On the History News Network, the historian Robert Brent Toplin wants to know: how can so many Republicans continue to back President Bush's policies in Iraq? After all, he writes, such support is "sharply" at odds with the "facts" out of Iraq, which he claims demonstrates that the war is a disaster. Naturally, he turns to psycho-social theorizing, that some must see Bush in his position of authority as some kind of savior, or that they have a kind of "authoritarian personality" which forces them to believe in obedience to the men at the top.

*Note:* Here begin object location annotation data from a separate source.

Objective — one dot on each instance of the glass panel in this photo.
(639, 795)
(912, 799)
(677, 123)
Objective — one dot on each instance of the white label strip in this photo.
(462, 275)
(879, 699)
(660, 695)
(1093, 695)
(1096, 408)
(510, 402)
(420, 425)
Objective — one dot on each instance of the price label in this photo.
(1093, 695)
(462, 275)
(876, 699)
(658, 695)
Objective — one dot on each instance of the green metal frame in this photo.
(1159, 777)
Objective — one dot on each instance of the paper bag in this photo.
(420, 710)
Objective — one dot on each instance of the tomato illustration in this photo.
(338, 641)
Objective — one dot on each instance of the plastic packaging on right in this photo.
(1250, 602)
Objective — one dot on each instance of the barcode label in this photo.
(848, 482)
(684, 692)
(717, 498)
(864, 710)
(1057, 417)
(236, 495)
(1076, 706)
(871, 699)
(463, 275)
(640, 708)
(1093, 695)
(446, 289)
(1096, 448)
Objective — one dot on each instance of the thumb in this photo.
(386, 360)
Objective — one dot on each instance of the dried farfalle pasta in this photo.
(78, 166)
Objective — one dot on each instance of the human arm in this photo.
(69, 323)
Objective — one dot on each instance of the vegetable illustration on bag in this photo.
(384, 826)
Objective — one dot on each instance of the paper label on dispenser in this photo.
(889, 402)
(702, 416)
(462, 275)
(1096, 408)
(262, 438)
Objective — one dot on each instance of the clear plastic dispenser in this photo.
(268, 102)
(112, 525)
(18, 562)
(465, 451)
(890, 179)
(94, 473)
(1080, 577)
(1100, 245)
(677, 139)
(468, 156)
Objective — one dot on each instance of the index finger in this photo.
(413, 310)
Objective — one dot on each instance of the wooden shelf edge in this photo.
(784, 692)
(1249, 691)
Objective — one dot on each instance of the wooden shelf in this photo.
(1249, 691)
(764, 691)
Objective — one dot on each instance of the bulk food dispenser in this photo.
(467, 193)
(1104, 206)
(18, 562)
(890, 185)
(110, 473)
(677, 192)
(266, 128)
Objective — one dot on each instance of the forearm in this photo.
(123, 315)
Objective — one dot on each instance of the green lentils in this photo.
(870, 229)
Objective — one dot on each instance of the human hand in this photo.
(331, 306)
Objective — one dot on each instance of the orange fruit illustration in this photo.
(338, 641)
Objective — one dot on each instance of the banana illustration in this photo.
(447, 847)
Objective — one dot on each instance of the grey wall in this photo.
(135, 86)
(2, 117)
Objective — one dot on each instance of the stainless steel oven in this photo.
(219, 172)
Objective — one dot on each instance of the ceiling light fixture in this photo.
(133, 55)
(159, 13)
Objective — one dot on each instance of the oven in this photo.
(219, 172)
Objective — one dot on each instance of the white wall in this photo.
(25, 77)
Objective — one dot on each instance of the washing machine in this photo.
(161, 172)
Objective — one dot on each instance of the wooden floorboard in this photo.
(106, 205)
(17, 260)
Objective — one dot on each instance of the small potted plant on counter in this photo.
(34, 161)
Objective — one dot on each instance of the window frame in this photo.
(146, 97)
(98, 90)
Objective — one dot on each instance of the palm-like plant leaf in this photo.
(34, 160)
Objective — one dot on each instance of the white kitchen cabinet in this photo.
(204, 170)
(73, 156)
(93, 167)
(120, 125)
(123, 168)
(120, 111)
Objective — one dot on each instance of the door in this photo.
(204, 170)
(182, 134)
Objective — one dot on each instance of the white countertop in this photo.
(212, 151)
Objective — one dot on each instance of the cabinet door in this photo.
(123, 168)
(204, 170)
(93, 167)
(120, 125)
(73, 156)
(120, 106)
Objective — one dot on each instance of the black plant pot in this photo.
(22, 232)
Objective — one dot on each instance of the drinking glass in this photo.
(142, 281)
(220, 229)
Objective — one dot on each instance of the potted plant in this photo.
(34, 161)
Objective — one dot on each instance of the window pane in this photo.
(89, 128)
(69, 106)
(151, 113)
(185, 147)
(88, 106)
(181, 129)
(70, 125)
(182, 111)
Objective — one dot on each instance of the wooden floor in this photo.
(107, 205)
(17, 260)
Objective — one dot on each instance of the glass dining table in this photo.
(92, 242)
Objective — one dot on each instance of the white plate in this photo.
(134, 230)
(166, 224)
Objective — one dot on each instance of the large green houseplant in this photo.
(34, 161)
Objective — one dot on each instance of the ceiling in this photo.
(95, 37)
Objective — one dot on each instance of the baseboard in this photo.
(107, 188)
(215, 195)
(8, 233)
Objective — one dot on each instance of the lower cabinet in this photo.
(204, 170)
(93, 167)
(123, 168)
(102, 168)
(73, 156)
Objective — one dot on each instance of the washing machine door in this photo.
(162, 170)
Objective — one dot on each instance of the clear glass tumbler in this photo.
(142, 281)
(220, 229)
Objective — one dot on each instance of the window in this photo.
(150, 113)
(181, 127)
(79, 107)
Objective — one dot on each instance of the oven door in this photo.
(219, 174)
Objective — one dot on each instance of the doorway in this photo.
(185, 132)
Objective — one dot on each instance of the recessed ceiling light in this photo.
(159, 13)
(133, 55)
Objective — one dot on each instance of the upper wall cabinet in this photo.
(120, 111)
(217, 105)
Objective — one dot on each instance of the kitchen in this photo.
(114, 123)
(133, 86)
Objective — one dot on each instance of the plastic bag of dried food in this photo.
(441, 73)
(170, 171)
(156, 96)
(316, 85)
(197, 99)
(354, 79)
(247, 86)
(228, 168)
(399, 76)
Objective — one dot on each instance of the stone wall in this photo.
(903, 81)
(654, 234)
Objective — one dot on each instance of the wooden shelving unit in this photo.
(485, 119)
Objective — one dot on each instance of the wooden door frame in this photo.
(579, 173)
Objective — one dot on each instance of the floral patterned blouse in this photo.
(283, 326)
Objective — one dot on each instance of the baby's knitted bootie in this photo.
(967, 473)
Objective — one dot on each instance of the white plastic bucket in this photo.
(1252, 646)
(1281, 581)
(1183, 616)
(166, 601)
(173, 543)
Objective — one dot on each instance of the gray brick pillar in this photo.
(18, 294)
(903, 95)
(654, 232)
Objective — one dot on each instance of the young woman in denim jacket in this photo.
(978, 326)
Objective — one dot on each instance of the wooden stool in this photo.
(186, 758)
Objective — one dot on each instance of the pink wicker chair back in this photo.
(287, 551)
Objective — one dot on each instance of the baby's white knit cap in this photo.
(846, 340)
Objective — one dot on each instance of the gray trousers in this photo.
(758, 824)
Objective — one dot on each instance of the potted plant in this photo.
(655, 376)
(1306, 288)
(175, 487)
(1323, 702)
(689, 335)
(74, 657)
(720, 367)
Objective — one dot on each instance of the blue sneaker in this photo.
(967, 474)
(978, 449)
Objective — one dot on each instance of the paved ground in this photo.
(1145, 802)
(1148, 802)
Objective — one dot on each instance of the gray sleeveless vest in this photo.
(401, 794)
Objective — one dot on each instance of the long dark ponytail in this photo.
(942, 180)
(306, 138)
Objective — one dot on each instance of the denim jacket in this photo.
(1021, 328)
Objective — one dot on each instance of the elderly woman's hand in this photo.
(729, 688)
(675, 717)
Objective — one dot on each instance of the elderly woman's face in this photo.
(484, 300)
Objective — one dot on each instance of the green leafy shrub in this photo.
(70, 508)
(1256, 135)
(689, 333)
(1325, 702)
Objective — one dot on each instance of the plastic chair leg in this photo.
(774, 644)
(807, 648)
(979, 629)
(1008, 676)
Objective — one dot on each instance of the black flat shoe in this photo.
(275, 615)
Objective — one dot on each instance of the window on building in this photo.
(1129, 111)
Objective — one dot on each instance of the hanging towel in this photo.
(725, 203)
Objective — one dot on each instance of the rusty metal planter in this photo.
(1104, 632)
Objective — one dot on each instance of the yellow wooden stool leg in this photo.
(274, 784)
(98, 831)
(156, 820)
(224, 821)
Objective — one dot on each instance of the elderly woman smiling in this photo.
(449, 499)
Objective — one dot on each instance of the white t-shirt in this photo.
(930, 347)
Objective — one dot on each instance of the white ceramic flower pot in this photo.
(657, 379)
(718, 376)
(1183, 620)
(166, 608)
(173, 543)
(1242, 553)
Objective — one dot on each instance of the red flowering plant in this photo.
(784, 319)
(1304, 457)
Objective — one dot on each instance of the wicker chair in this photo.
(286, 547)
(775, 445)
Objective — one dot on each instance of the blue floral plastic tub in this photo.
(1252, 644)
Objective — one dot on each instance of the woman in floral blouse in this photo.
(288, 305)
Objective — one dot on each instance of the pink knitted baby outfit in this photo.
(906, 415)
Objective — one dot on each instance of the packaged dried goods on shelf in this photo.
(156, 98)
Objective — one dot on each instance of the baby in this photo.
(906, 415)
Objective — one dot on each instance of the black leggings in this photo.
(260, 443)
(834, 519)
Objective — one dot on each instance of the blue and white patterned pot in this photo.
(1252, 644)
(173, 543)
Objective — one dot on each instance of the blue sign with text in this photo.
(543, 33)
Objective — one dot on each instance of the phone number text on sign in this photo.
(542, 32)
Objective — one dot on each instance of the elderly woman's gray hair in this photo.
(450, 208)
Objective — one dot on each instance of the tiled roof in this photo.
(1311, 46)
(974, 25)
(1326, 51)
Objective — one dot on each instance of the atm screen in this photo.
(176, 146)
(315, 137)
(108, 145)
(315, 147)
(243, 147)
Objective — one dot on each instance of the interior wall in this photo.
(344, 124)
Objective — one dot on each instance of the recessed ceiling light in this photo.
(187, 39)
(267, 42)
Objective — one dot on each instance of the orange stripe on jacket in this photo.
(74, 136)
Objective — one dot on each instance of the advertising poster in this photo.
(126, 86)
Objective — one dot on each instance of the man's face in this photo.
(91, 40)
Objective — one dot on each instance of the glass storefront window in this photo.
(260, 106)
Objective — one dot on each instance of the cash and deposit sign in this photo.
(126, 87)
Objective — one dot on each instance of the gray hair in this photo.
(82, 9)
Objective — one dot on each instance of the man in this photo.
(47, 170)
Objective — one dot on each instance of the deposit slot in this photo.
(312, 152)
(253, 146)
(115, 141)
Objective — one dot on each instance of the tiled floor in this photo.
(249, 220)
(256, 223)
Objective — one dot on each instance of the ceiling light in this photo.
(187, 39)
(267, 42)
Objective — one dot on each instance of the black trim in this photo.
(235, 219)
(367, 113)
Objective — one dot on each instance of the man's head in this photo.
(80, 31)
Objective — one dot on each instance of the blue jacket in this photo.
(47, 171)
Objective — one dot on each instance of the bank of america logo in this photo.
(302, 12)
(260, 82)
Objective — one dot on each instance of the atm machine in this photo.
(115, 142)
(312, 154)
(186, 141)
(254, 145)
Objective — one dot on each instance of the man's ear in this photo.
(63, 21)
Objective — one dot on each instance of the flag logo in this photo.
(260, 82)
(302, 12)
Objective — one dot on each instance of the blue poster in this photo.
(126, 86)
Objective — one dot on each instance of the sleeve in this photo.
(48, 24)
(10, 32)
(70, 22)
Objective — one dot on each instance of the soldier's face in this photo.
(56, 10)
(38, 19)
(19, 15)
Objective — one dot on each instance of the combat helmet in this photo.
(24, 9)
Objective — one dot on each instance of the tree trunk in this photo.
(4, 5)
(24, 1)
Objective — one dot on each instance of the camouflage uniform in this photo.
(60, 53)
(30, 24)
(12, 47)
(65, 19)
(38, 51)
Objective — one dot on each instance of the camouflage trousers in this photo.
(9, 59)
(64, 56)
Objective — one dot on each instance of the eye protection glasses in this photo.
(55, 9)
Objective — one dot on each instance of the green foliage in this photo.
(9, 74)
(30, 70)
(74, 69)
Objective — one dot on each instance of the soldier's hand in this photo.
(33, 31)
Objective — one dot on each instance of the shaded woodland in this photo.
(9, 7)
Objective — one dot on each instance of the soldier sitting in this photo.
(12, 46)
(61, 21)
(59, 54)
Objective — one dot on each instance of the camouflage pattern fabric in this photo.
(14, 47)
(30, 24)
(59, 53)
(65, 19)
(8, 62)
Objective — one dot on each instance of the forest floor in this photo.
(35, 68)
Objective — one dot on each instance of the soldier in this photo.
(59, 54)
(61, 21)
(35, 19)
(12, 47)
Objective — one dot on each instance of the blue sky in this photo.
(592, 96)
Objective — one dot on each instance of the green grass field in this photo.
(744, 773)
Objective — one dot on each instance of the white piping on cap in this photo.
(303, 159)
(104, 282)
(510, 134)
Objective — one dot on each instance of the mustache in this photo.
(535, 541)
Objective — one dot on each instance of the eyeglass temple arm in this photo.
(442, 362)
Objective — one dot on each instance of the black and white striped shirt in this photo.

There's nothing new about this (as Toplin himself admits)--this kind of psychoanalysis on the part of liberals towards their political opponents goes back to the 1950s. In the 1964 campaign, a number of psychiatrists tried to suggest that Barry Goldwater was off his rocker. It's mainly a sign of liberal arrogance, elitism, laziness, illogic, and to a degree ignorance. Don't feel like dealing with your opponents' ideas? Just assume the facts you like are the only facts, and suggest your opponents are kinda nuts. There must, just must, be something wrong with people who don't believe what you do anyway. Democrats--long-time war opponents, no less--such as Brian Baird come back from Iraq and support the surge? That doesn't seem to enter into Mr. Toplin's thinking. Does Baird have psychological issues? What about Joe Lieberman? What about all the evidence--I've highlighted a ton of it here on this blog--that in fact the surge is working and Mr. Toplin's "facts" aren't all there is to know? Why are politicians coming back from Iraq in increasing numbers supporting the surge, anyway? You'd never know, from Mr. Toplin's essay, that persons like Baird or Lieberman or John McCain even exist, much less the ideas they express.
But then it's much easier to define your opponents as nuts than to engage their ideas.